Using metal catalyzed oxidation reactions and mass spectrometry as a reliable method for determining metal binding-sites in proteins
The combination of metal catalyzed oxidation (MCO) reactions and mass spectrometry (MS) is a relatively new method of determining the coordination structure of metalloproteins. The sensitivity of the MCO/MS method gives it significant potential for the study of protein structure. The method takes advantage of Fenton-type oxidation reactions occurring at protein-bound transition-metal ions. These reactions produce reactive oxygen species that modify metal binding residues, and the modified residues are identified using the peptide sequencing ability of MS.
This dissertation focuses on increasing the reliability and versatility of the MCO/MS method as a tool for studying metal-protein interactions. The importance of ascorbate concentration in controlling the oxidation yield and specificity of the MCO reactions has been established, and sodium persulfate has been identified as a specific and potent oxidant. Greater insight into the role of ascorbate has allowed us to develop a new "detuned" version of MCO/MS method that can oxidize residues beyond the metal-binding site, making the method more sensitive to minor changes in protein structure that might occur upon metal binding to a protein. Application of the detuned method to Cu binding of β-2-microglobulin suggests some possible structural changes caused by metal binding that might provide insight into the amyloid formation of this protein.

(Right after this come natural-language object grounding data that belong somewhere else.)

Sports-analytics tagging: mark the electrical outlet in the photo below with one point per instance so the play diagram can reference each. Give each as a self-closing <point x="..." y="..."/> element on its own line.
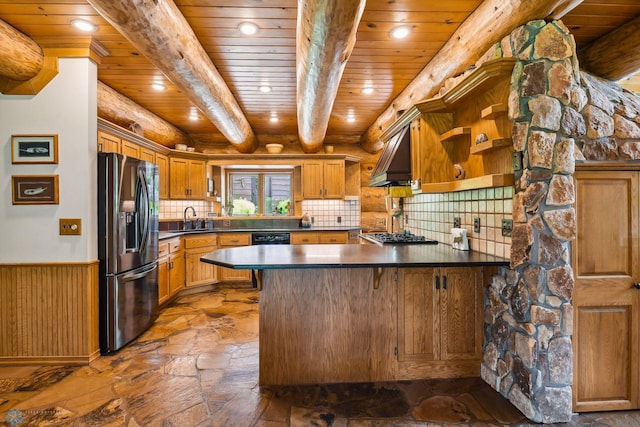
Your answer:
<point x="70" y="226"/>
<point x="507" y="227"/>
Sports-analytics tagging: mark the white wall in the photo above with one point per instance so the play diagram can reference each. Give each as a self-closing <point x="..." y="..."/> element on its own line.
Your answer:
<point x="67" y="106"/>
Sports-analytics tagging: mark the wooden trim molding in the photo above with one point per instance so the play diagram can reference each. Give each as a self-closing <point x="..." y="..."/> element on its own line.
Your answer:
<point x="49" y="313"/>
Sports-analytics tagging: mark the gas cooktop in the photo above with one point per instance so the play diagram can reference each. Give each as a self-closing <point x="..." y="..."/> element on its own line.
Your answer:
<point x="398" y="238"/>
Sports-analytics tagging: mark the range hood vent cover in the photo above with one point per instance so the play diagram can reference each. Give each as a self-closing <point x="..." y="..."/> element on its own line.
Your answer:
<point x="394" y="164"/>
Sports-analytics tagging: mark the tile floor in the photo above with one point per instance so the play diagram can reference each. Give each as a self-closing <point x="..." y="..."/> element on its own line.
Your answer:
<point x="198" y="366"/>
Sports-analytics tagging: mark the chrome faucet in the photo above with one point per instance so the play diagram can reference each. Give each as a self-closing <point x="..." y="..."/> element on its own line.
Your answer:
<point x="185" y="215"/>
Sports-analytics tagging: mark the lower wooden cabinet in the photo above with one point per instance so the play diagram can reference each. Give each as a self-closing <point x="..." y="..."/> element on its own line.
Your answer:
<point x="196" y="272"/>
<point x="230" y="240"/>
<point x="171" y="269"/>
<point x="440" y="314"/>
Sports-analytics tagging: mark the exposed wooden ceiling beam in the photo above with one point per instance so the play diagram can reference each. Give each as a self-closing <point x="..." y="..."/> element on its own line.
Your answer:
<point x="161" y="33"/>
<point x="21" y="57"/>
<point x="488" y="24"/>
<point x="326" y="34"/>
<point x="616" y="55"/>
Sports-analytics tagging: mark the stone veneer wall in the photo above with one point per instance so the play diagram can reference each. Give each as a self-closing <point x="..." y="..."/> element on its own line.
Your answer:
<point x="528" y="312"/>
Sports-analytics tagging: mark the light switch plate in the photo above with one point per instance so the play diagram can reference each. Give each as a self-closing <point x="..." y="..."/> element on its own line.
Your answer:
<point x="70" y="226"/>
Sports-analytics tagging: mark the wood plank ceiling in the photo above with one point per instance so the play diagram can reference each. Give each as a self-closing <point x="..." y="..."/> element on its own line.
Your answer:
<point x="269" y="57"/>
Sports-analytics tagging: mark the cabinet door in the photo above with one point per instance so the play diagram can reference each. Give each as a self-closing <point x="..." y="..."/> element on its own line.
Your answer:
<point x="147" y="155"/>
<point x="306" y="238"/>
<point x="108" y="143"/>
<point x="130" y="149"/>
<point x="333" y="179"/>
<point x="312" y="180"/>
<point x="163" y="280"/>
<point x="461" y="301"/>
<point x="178" y="175"/>
<point x="163" y="175"/>
<point x="605" y="263"/>
<point x="198" y="272"/>
<point x="176" y="273"/>
<point x="418" y="320"/>
<point x="197" y="179"/>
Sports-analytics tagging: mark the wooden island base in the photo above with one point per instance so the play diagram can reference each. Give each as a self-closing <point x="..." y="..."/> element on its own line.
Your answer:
<point x="329" y="325"/>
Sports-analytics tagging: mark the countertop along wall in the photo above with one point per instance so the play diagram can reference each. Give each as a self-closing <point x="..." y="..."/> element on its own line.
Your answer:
<point x="67" y="106"/>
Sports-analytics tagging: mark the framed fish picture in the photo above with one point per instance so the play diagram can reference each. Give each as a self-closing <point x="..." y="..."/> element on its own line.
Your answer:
<point x="34" y="149"/>
<point x="34" y="189"/>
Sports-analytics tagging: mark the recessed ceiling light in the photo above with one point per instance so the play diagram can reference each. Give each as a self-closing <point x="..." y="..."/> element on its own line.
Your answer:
<point x="400" y="32"/>
<point x="248" y="28"/>
<point x="83" y="25"/>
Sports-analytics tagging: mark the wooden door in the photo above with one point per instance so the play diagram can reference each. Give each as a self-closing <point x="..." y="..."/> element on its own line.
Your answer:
<point x="418" y="319"/>
<point x="130" y="149"/>
<point x="178" y="176"/>
<point x="312" y="180"/>
<point x="462" y="319"/>
<point x="147" y="155"/>
<point x="605" y="265"/>
<point x="197" y="179"/>
<point x="176" y="273"/>
<point x="333" y="179"/>
<point x="163" y="175"/>
<point x="108" y="143"/>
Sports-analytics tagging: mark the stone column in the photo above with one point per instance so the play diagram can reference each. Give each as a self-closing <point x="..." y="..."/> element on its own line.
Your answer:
<point x="528" y="311"/>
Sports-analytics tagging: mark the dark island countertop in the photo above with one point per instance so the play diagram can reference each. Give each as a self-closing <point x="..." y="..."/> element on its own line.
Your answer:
<point x="348" y="256"/>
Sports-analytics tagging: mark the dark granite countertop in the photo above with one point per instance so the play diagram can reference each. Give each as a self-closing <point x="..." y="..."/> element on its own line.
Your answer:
<point x="167" y="234"/>
<point x="348" y="256"/>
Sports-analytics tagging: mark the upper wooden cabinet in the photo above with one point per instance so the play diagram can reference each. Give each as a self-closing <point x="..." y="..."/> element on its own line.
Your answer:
<point x="130" y="149"/>
<point x="108" y="143"/>
<point x="163" y="175"/>
<point x="187" y="178"/>
<point x="323" y="179"/>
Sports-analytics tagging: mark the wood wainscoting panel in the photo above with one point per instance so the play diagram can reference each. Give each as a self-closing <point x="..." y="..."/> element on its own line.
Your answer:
<point x="49" y="313"/>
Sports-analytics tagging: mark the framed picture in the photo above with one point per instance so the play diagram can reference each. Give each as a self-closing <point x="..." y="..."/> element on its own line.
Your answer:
<point x="34" y="149"/>
<point x="34" y="189"/>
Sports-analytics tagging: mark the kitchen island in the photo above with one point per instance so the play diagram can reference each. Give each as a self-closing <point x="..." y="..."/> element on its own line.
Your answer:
<point x="358" y="313"/>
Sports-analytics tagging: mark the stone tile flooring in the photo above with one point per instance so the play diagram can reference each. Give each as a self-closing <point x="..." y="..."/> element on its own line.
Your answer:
<point x="198" y="366"/>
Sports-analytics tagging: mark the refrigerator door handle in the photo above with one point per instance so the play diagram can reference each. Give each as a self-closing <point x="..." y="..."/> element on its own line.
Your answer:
<point x="135" y="276"/>
<point x="143" y="210"/>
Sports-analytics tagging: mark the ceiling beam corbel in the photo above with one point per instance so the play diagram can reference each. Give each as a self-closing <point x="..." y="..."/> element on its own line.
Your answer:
<point x="490" y="22"/>
<point x="615" y="55"/>
<point x="326" y="34"/>
<point x="161" y="33"/>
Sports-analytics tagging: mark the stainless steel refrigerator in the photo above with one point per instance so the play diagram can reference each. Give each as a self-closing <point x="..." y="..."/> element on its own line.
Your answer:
<point x="127" y="248"/>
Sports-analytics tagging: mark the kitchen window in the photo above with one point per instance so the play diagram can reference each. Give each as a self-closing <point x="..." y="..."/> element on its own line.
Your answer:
<point x="258" y="192"/>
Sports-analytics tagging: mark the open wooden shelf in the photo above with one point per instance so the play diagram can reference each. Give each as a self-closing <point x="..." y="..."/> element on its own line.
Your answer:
<point x="486" y="181"/>
<point x="492" y="144"/>
<point x="493" y="111"/>
<point x="455" y="133"/>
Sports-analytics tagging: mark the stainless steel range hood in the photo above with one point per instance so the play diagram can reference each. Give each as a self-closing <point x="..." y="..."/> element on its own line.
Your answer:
<point x="394" y="164"/>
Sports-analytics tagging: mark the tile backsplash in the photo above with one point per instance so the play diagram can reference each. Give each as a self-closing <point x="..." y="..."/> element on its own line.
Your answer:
<point x="325" y="213"/>
<point x="431" y="215"/>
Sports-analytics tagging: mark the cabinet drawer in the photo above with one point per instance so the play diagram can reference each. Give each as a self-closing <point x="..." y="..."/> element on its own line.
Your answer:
<point x="338" y="237"/>
<point x="233" y="239"/>
<point x="175" y="245"/>
<point x="163" y="249"/>
<point x="200" y="241"/>
<point x="304" y="238"/>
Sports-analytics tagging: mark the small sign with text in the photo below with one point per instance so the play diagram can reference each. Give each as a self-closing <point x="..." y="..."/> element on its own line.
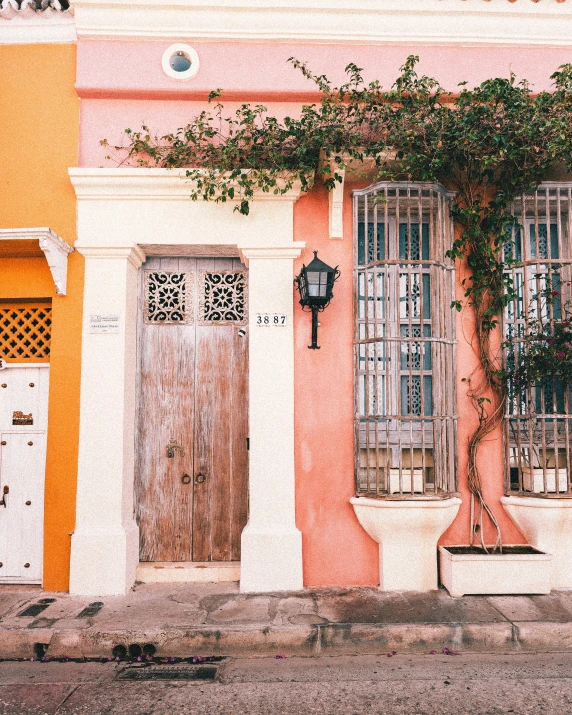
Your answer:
<point x="104" y="323"/>
<point x="271" y="320"/>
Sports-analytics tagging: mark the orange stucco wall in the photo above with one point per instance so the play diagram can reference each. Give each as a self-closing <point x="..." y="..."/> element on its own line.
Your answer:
<point x="39" y="125"/>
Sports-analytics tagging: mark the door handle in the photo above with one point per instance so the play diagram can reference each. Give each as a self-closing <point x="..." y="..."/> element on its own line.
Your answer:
<point x="172" y="447"/>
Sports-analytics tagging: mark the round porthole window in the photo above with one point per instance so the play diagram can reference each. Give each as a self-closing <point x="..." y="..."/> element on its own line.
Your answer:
<point x="180" y="62"/>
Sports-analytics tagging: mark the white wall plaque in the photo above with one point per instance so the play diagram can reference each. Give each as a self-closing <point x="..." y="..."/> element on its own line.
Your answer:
<point x="104" y="323"/>
<point x="270" y="320"/>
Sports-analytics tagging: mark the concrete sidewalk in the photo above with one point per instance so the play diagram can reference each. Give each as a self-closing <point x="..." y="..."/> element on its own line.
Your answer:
<point x="215" y="619"/>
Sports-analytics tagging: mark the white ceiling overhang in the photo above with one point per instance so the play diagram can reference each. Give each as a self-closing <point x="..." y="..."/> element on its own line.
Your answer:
<point x="449" y="22"/>
<point x="37" y="243"/>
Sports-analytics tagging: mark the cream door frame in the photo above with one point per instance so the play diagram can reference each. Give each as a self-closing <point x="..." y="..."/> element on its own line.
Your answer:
<point x="121" y="214"/>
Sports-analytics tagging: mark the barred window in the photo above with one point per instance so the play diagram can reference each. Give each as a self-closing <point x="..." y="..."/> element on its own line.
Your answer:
<point x="538" y="420"/>
<point x="405" y="422"/>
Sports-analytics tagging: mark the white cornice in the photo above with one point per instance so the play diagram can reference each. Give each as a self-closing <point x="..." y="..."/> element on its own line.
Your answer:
<point x="144" y="184"/>
<point x="27" y="27"/>
<point x="435" y="22"/>
<point x="55" y="249"/>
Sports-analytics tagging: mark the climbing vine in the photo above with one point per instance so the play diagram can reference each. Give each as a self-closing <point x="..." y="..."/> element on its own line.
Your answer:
<point x="488" y="144"/>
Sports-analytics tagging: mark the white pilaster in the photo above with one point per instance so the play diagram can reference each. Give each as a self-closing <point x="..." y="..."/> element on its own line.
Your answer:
<point x="271" y="546"/>
<point x="105" y="543"/>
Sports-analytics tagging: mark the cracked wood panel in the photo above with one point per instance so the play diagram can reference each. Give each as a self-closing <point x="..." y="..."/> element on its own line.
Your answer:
<point x="193" y="389"/>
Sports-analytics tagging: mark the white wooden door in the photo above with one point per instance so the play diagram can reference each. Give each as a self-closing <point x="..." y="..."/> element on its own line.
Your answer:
<point x="23" y="426"/>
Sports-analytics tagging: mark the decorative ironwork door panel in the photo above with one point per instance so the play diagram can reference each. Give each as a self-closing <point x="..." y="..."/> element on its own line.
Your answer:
<point x="23" y="423"/>
<point x="192" y="462"/>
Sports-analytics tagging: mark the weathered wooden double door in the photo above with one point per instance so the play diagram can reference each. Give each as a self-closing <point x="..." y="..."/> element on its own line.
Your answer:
<point x="192" y="461"/>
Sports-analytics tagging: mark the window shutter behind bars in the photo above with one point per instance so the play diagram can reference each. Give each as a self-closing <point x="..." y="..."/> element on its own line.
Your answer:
<point x="405" y="423"/>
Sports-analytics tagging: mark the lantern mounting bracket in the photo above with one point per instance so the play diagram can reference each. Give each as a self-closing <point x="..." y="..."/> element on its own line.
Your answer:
<point x="315" y="284"/>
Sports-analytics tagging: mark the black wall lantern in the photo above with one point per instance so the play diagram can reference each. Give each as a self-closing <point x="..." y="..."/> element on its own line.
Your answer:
<point x="316" y="285"/>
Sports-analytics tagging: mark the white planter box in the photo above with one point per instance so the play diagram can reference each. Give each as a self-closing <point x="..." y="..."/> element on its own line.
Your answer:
<point x="506" y="573"/>
<point x="405" y="481"/>
<point x="533" y="480"/>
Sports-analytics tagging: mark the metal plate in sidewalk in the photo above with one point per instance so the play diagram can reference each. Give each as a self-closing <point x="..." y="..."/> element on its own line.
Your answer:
<point x="169" y="672"/>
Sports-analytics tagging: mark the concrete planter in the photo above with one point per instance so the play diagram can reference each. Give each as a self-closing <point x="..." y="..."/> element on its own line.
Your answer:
<point x="407" y="531"/>
<point x="518" y="570"/>
<point x="547" y="524"/>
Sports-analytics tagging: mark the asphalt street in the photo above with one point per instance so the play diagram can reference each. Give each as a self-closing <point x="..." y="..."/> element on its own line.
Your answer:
<point x="421" y="684"/>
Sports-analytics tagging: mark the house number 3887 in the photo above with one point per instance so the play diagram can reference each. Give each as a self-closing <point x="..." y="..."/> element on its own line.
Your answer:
<point x="268" y="320"/>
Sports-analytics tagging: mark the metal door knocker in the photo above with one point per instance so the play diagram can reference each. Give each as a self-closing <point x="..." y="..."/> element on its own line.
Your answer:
<point x="5" y="491"/>
<point x="172" y="447"/>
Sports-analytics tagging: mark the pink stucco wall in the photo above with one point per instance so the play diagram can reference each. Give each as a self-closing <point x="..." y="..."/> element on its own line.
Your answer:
<point x="122" y="85"/>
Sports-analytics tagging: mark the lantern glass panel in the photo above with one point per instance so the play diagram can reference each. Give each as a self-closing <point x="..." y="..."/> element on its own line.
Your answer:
<point x="317" y="284"/>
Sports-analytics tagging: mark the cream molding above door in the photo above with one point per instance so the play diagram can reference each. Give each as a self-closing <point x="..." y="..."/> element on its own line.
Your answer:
<point x="33" y="242"/>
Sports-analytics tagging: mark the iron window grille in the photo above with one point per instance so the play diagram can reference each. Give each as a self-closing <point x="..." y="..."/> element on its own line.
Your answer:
<point x="537" y="424"/>
<point x="405" y="407"/>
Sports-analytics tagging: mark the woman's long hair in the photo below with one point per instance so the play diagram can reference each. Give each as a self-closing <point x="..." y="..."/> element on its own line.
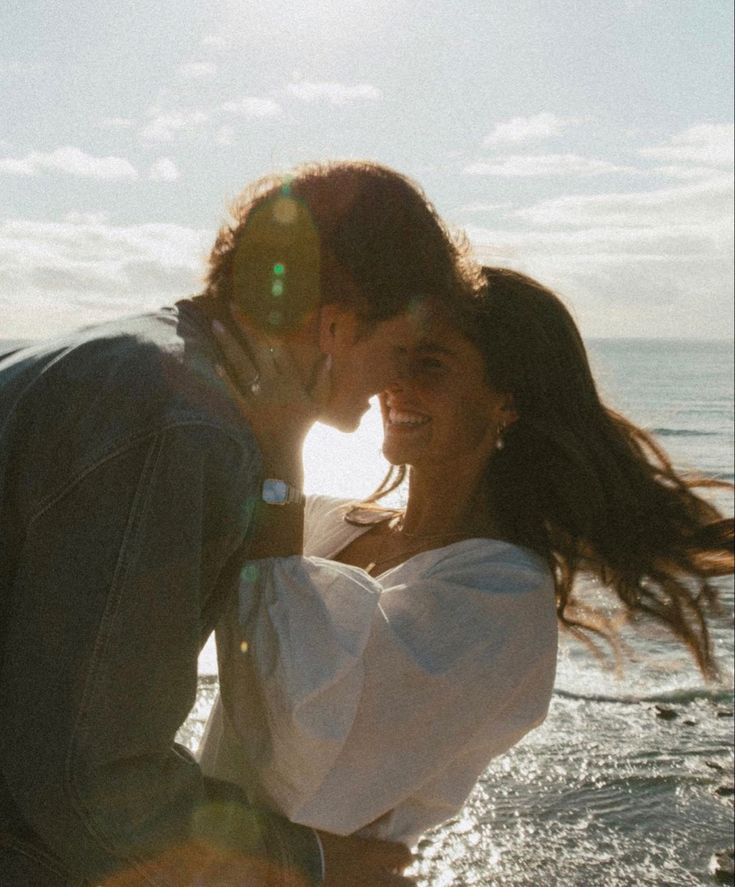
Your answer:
<point x="582" y="485"/>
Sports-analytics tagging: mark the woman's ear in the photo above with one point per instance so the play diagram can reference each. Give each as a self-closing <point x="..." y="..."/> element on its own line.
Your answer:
<point x="508" y="410"/>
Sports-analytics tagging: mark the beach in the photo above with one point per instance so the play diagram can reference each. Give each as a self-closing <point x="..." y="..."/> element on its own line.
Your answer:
<point x="629" y="780"/>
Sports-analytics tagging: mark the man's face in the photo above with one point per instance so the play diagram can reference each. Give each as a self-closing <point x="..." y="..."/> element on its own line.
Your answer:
<point x="365" y="362"/>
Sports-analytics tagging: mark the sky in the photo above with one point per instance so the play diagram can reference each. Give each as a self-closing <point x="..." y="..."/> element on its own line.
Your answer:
<point x="586" y="143"/>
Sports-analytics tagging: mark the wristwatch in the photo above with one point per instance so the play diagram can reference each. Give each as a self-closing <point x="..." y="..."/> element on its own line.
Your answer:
<point x="279" y="492"/>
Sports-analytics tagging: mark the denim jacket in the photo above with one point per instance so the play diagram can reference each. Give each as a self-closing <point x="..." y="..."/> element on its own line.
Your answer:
<point x="127" y="486"/>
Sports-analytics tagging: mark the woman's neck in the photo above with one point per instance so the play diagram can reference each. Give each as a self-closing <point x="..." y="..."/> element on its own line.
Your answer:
<point x="442" y="502"/>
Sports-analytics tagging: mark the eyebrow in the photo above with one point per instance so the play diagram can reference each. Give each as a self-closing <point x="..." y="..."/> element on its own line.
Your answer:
<point x="427" y="345"/>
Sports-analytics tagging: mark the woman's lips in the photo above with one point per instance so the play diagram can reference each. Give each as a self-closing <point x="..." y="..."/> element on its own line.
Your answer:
<point x="406" y="419"/>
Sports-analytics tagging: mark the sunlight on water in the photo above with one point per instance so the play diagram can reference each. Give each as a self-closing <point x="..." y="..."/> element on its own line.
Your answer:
<point x="629" y="781"/>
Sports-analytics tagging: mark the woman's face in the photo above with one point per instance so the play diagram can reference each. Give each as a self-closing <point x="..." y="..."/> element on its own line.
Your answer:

The versatility of the MCO/MS approach has been expanded by, improving the speed of the method and extending its application to other metals. In an effort to better study dynamic systems, microwave irradiation has been used to decrease the time required for MCO reactions by a factor of 10. The utility of the MCO/MS method for the study of non-Cu transition metal systems has been illustrated by determining suitable MCO reaction conditions for peptides that bind Mn, Fe, Co and Ni and a whole protein, Nickel superoxide dismutase.
Finally, we have studied the effect of amino acid oxidation on the dissociation patterns of peptide ions during tandem MS (MS/MS) experiments and the identification of binding residues. We have found that histidine oxidation changes the peptides dissociation pattern. We demonstrate that an N-terminal derivatization method can be used to simplify the MS/MS interpretation in such circumstances.